ThreatLocker's go-to-market strategy is heavily focused on education, differentiating itself from companies selling established solutions like EDR. Since the company champions a "block by default" approach that was initially adopted by a tiny fraction of the market, their primary objective is to educate their target audience on why this security posture is important. This involves a massive educational push, exemplified by attending an astounding 850 trade shows last year globally. At these events, ThreatLocker conducts thought leadership sessions, demonstrates how hackers bypass traditional antivirus, and presents their solution, aiming to inform, rather than just sell.

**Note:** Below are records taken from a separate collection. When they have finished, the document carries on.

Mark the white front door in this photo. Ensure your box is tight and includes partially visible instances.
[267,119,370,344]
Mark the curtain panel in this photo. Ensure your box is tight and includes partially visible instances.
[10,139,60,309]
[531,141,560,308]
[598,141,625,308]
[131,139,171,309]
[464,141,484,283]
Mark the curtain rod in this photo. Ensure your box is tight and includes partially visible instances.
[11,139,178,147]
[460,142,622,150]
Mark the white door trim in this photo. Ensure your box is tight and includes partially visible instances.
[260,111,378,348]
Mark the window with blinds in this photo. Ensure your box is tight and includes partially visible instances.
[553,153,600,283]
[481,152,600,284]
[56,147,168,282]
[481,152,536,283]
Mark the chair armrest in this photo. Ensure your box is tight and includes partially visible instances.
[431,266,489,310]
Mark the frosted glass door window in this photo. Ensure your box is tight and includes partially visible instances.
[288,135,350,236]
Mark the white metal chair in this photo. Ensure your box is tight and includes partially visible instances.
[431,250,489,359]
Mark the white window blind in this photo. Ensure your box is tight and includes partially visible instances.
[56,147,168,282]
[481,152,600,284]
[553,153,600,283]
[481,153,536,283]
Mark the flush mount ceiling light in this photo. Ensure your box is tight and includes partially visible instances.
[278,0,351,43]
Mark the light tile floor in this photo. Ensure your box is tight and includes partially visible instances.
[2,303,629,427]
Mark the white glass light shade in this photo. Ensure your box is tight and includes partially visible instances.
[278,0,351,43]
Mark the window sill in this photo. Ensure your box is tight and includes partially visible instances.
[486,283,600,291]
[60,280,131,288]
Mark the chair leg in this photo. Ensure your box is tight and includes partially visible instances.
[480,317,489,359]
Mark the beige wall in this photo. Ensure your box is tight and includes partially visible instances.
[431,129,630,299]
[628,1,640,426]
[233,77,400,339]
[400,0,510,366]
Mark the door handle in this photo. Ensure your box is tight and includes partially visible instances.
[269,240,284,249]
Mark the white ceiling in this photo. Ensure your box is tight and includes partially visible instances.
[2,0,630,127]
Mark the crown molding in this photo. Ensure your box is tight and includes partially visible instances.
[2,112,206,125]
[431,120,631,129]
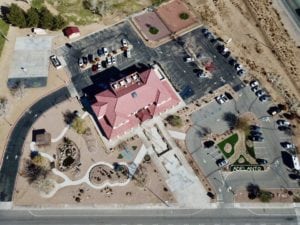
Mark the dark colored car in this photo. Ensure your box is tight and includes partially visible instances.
[250,130,262,136]
[224,92,233,100]
[248,136,264,142]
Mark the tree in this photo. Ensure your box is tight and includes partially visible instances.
[166,115,182,127]
[0,97,8,117]
[10,81,25,99]
[40,7,53,30]
[71,117,86,134]
[52,15,66,30]
[26,7,40,27]
[8,3,26,28]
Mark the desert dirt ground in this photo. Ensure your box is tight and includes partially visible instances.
[186,0,300,148]
[14,99,175,206]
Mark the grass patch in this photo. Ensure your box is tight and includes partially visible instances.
[149,27,159,34]
[47,0,101,25]
[246,144,256,159]
[151,0,167,6]
[31,0,45,10]
[218,134,239,159]
[0,19,9,56]
[179,12,190,20]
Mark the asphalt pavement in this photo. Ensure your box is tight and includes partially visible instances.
[186,86,299,202]
[0,208,298,225]
[0,87,70,201]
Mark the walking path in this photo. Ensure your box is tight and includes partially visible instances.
[51,112,89,143]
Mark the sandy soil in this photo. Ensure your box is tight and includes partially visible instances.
[186,0,300,151]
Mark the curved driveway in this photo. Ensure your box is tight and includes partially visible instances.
[0,87,70,201]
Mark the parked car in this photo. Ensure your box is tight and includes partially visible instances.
[256,158,268,165]
[121,38,128,47]
[124,49,131,58]
[248,136,264,142]
[106,57,112,66]
[280,141,295,149]
[255,90,266,97]
[250,125,261,131]
[267,106,281,116]
[278,126,291,131]
[50,55,62,69]
[78,58,84,67]
[82,56,88,65]
[220,94,229,102]
[215,96,225,105]
[228,58,237,66]
[258,95,271,102]
[249,80,259,87]
[88,54,94,63]
[276,120,291,127]
[102,47,108,56]
[250,130,262,136]
[111,56,117,64]
[184,57,195,62]
[97,48,104,57]
[224,92,233,100]
[251,86,259,92]
[237,69,246,77]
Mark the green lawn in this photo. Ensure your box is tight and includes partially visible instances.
[218,134,239,159]
[0,19,9,56]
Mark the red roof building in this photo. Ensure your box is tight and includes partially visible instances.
[63,27,80,39]
[92,69,180,139]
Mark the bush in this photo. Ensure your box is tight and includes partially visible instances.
[166,115,182,127]
[149,27,159,34]
[258,190,273,202]
[179,12,190,20]
[71,117,86,134]
[8,3,26,28]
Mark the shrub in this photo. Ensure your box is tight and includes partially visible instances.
[8,3,26,28]
[149,27,159,34]
[179,12,190,20]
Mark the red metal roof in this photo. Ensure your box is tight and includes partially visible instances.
[92,69,180,139]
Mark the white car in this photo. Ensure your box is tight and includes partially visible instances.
[121,38,128,47]
[250,80,259,87]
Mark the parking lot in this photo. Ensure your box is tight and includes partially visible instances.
[186,86,298,200]
[56,22,241,103]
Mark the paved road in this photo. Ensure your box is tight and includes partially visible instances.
[0,87,70,201]
[186,86,298,202]
[0,208,297,225]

Beyond trade shows, their education engine includes a webinar series on "How to Secure Your Environment," a YouTube channel with videos, and thought leadership whitepapers. The philosophy is that if they provide the best tool for the job and educate people on the right security practices, all roads will naturally lead back to ThreatLocker. This extensive outreach is supported by a large global team, with over 500 employees in Orlando, Florida, and smaller offices in Dublin, Abu Dhabi, and Australia, ensuring local language support and efficient coordination of events. The internal operations are so streamlined that they developed their own portal to manage event logistics, down to details like clothing and meeting schedules, demonstrating their commitment to high-volume, impactful engagement.

Partners play a crucial role in ThreatLocker's ecosystem-driven go-to-market. A significant portion of their business is conducted through Managed Service Providers (MSPs), who serve small businesses lacking in-house IT or security resources. ThreatLocker collaborates with these 5,000-6,000 MSPs to run campaigns that educate not just IT professionals, but also CEOs of small businesses, often through channels like Chambers of Commerce. Additionally, traditional channel partners like Value Added Resellers (VARs) and distributors are vital for extending reach, helping to coordinate meetings with CISOs at global events and fostering thought leadership. Alliances with PSA tool providers like Kaseya and Connectwise further expand their market presence through integrations and event sponsorships. This multi-pronged, education-first approach is key to driving the adoption of Zero Trust Security and strengthening enterprise security broadly.